Synthesis and investigation of the electrical and dielectric properties of Co3O4/(CMC+PVA) nanocomposite films

Abstract

Cobalt oxide (Co3O4) nanoparticles (NPs), with average crystallite size < 61 nm, were prepared by a sol–gel method. Two allowed direct optical band gaps of 1.445 and 1.915 eV are found for Co3O4 NPs. Sodium carboxymethyl cellulose (Na-CMC)/polyvinyl alcohol (PVA) blend was doped with Co3O4 at different concentrations < 1.0 wt.% to study the electrical and dielectric properties of these nanocomposite films. Scanning electron microscopy images revealed a good dispersion of Co3O4 NPs on the surface of the CMC/PVA films. The current–voltage characteristics are of non-ohmic behavior. The dielectric permittivity (e’) was studied in the frequency and temperature range of 5.0 kHz–5.0 MHz and 308–408 K and was found to depend on the Co3O4 content. The dielectric loss (e”) also increases and shows wave-like behavior with increasing Co3O4 ratio.
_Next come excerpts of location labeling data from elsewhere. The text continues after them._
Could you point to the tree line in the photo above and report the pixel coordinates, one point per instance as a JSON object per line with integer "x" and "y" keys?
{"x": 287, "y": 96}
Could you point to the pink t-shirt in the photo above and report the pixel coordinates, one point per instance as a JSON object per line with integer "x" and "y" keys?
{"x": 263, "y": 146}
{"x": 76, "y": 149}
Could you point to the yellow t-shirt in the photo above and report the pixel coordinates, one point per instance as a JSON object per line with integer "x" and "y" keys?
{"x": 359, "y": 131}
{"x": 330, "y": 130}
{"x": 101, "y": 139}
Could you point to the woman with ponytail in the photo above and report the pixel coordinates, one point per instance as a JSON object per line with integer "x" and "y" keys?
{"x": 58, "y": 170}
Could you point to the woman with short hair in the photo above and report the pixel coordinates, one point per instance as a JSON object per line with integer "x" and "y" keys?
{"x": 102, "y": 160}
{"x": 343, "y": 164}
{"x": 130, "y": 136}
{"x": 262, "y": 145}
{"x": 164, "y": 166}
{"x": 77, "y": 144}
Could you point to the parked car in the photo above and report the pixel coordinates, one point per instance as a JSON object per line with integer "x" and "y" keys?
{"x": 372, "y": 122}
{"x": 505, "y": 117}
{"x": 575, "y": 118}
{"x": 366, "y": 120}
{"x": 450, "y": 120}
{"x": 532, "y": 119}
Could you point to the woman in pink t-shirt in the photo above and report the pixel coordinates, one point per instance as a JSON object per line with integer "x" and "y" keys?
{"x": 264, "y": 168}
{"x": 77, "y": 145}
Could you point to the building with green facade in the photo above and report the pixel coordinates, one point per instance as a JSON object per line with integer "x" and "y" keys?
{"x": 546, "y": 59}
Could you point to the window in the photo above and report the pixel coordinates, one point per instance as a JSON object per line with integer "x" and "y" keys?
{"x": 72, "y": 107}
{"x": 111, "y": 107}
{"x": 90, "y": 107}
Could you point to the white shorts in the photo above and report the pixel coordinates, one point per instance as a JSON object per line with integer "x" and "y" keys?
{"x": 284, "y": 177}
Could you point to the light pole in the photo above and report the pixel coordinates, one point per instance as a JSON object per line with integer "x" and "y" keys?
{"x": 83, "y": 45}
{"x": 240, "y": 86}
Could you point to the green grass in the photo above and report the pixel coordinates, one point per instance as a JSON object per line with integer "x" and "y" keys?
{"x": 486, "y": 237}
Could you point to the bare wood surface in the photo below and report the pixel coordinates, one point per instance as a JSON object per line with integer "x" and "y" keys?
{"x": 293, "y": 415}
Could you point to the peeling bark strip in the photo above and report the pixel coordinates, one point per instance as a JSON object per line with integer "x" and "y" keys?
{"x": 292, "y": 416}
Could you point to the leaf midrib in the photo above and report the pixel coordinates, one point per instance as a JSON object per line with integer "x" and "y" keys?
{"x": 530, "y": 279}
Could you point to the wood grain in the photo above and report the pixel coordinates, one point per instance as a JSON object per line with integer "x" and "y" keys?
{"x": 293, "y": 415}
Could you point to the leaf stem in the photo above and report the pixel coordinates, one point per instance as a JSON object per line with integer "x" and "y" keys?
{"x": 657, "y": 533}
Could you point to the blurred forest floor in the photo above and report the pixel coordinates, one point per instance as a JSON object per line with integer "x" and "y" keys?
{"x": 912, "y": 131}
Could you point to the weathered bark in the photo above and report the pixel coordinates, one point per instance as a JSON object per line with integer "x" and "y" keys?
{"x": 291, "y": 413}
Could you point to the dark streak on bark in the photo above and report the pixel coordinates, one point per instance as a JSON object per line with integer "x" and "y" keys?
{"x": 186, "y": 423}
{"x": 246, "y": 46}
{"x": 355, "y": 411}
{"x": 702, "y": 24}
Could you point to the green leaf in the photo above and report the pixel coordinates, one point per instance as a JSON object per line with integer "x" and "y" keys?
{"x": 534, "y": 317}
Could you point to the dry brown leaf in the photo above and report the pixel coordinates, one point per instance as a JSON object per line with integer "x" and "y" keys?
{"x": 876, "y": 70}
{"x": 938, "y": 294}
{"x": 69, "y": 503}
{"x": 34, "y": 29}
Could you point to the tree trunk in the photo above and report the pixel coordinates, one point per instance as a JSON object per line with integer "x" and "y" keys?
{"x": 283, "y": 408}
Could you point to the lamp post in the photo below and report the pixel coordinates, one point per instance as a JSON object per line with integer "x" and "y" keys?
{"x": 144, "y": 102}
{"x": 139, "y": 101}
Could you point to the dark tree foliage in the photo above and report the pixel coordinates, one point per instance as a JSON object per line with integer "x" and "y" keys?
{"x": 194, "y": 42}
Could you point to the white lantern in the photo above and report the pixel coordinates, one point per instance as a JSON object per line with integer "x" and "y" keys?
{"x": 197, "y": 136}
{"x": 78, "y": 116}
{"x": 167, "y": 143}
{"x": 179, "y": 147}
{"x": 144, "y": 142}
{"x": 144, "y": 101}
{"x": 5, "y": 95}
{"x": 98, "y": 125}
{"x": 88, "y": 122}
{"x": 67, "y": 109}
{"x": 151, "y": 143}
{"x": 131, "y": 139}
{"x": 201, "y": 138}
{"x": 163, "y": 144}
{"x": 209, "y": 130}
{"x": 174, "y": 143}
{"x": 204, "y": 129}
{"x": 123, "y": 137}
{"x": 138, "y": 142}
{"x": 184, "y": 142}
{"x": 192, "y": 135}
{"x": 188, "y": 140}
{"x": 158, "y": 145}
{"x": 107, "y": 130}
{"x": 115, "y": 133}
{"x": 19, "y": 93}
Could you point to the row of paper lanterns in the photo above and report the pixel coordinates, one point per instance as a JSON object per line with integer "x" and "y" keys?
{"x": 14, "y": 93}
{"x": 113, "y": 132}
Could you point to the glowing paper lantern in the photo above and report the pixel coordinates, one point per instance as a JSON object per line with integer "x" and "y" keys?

Increasing Co3O4 NPs content leads to the formation of more number of three-dimensional semiconducting connected networks inside CMC/PVA matrix, leading to increasing both DC and AC conductivities. The correlated barrier hopping (CBH) is the most suitable mechanism to explain the AC conduction behavior in the Co3O4/ Na-CMC/PVA nanocomposite films.